While supporters of the law might argue that an outdoor smoking ban is needed to improve public health, there is no solid evidence that cigarette smoke outdoors can harm the health of bystanders. Ronald Bayer, a Columbia University professor, told CBS News in 2013 that “the evidence of a risk to people in open-air settings is flimsy.”

In a 2013 study published in Health Affairs, Bayer and Kathleen Bachynski, now a public health professor at Muhlenberg College, found that the evidence for outdoor smoking bans was “far from definitive and in some cases weak.” The impetus for these bans, meanwhile, is “the imperative to denormalize smoking.” The paper also concludes that, while denormalizing smoking may prove effective in the short term, “it is hazardous for public health policy makers, for whom public trust is essential.”
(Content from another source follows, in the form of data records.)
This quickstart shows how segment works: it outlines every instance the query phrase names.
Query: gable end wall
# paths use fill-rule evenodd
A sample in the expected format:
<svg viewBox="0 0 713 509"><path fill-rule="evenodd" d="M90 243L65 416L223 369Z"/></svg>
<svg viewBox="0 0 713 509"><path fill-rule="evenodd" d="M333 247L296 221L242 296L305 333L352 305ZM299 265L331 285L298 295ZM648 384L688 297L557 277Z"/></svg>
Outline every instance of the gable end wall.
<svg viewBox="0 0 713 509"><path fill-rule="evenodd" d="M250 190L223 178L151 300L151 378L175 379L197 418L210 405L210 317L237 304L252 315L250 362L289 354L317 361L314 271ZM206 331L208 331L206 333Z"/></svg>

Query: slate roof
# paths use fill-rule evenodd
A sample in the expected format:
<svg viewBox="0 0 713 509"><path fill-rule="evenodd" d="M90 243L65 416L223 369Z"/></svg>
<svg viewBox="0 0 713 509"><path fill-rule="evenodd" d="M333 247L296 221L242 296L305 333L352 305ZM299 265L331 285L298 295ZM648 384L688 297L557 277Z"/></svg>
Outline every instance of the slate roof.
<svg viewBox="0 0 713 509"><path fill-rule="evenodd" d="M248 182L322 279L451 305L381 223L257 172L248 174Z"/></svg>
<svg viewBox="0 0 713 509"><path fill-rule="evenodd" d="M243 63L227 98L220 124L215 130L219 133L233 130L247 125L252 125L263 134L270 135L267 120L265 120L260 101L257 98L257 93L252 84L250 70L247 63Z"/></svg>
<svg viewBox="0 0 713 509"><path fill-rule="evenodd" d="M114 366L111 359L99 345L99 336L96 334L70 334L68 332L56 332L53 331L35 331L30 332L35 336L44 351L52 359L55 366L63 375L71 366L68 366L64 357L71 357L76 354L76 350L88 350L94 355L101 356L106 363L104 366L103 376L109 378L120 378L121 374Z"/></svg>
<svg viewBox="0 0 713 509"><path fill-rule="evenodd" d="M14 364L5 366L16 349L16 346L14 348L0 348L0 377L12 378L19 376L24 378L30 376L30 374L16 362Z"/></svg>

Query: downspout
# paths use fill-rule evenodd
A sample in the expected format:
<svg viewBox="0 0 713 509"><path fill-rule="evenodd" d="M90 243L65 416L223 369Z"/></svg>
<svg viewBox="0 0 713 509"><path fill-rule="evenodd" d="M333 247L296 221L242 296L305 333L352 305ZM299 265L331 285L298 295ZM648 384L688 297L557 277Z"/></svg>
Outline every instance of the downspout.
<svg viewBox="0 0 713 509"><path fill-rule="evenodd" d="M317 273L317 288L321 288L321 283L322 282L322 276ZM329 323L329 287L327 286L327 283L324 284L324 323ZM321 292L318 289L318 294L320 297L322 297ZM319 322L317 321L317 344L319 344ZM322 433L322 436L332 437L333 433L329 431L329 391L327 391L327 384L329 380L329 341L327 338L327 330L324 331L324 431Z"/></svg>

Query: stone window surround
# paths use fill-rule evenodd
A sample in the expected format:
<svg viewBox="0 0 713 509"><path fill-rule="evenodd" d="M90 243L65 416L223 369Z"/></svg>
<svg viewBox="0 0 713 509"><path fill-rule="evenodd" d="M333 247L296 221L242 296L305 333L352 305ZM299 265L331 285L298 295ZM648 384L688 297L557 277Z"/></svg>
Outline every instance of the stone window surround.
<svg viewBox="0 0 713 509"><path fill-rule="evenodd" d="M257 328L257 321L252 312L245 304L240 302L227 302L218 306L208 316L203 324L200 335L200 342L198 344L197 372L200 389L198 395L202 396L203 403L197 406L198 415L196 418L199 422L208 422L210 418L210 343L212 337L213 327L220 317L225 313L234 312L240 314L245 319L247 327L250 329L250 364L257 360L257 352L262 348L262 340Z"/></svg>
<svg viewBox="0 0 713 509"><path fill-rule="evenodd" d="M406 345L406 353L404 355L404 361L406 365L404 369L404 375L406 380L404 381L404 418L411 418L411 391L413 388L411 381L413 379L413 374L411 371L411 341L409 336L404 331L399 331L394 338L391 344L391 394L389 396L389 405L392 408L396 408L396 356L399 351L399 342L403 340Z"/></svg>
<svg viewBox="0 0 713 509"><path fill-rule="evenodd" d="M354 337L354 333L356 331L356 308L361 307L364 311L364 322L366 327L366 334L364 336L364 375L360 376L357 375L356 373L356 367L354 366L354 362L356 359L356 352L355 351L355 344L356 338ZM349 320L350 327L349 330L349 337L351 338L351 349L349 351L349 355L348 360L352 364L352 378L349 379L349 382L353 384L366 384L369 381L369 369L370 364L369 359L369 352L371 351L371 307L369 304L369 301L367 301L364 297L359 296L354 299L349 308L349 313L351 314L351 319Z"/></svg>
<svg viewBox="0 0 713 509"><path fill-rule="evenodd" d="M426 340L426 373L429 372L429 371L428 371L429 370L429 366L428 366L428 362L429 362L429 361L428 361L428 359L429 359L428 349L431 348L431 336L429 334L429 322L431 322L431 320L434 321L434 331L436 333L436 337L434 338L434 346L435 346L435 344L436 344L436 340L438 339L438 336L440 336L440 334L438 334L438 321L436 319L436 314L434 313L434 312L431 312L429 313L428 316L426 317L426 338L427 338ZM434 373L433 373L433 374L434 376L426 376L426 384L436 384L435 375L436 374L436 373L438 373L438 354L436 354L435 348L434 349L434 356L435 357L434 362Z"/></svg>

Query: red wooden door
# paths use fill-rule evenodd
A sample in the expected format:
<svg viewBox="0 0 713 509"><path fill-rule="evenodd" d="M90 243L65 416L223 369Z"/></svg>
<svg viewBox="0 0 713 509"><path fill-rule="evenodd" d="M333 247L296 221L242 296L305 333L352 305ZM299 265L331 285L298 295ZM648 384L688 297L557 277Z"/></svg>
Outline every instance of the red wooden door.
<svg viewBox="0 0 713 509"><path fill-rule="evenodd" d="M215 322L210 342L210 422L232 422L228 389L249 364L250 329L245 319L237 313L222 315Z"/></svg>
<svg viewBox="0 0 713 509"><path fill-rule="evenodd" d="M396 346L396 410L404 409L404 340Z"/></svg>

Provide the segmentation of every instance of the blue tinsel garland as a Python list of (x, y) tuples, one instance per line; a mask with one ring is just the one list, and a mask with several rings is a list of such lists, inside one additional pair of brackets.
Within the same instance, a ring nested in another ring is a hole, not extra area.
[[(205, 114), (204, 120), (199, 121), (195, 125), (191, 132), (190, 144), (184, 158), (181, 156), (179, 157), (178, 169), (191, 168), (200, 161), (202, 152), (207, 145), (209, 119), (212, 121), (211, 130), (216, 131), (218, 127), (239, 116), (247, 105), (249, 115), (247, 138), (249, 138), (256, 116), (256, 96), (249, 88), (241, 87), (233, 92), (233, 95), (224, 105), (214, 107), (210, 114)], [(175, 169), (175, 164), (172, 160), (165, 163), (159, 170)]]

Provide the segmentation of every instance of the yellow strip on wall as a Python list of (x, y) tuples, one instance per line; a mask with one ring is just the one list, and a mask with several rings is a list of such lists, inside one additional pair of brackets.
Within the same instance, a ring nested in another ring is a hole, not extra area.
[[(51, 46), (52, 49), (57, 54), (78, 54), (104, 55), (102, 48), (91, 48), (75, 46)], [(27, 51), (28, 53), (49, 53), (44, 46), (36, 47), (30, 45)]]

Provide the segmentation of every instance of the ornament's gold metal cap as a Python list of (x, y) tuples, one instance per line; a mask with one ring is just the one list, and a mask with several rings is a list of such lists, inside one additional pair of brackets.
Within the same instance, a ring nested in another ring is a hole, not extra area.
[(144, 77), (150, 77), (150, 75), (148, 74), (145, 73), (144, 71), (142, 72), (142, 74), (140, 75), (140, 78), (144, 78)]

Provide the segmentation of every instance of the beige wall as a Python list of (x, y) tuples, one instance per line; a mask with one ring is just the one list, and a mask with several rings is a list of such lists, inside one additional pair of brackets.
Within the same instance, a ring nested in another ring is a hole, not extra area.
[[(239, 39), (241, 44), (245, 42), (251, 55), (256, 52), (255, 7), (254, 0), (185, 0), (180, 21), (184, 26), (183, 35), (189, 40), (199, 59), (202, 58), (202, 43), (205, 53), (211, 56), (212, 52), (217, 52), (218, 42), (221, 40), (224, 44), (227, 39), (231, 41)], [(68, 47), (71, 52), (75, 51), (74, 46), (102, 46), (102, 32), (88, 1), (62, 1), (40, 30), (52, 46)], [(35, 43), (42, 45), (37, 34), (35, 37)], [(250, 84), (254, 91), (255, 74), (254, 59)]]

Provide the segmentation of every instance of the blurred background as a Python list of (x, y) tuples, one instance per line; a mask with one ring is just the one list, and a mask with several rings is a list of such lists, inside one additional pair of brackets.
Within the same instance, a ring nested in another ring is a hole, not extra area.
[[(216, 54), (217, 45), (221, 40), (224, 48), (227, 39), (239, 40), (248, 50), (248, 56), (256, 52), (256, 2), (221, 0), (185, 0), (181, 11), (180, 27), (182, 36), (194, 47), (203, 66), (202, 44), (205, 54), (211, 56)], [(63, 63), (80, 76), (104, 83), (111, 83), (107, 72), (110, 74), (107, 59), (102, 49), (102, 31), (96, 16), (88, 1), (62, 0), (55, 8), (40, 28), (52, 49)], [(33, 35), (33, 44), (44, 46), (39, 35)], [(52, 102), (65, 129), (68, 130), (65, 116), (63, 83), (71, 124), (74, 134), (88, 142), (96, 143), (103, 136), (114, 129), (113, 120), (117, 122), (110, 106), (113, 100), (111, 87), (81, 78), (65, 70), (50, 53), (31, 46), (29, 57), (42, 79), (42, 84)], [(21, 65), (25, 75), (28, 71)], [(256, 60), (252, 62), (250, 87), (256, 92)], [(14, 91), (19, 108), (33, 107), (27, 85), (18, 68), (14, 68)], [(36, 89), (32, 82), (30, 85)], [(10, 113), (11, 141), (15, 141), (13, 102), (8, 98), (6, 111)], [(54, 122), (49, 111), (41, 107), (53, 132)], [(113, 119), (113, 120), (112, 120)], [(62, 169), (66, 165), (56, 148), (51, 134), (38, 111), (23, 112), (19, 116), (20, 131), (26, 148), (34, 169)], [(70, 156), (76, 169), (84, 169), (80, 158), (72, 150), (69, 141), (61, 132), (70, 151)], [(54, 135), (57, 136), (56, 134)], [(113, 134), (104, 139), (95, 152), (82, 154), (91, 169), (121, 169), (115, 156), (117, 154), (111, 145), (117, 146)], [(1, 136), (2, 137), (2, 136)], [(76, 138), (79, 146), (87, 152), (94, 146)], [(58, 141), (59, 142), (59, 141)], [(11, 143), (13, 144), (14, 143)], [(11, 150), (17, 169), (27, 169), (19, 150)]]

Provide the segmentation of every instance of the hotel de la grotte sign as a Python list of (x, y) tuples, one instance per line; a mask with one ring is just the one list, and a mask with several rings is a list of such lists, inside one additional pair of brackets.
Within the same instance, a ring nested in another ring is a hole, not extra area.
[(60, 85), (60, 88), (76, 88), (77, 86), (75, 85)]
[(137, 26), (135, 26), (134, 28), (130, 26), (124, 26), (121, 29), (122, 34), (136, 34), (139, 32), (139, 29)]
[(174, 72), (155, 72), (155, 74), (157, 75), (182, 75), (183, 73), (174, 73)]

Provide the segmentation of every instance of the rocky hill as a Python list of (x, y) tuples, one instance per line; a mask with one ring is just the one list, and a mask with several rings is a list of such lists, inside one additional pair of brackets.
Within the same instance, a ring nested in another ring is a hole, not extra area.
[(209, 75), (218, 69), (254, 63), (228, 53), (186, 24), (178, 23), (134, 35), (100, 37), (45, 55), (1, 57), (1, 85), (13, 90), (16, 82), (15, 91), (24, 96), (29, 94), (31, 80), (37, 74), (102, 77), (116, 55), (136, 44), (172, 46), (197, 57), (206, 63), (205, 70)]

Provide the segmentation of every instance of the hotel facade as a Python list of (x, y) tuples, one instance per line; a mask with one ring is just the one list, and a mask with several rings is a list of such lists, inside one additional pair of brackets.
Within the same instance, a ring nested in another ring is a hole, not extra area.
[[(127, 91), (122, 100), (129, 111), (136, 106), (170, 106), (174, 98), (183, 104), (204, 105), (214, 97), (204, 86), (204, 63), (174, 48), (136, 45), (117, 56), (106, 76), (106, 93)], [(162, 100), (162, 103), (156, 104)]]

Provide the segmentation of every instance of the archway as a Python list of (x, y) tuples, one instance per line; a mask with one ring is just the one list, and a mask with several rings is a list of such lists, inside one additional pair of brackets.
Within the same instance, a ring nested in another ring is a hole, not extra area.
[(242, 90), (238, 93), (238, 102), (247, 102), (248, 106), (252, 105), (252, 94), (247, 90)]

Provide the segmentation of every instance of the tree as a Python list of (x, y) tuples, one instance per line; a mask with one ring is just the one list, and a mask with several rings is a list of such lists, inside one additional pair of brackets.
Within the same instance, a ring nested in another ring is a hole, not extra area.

If San Francisco lawmakers are concerned with improving public health outcomes, the evidence-based solution would not be draconian bans, but harm reduction. Allowing adults to choose safer nicotine products, such as snus, nicotine pouches, and vapes, makes them far more likely to quit their deadly habit. In Sweden, for example, smoking rates have fallen to almost 5 percent, the lowest in the European Union. This was not achieved by introducing outdoor bans, but by allowing adults to use safer nicotine products.

A city already struggling with shuttered businesses and declining nightlife should be wary of regulating away a key aspect of urban social life. If San Francisco continues down the regulatory path, it risks becoming no healthier, but a whole lot duller.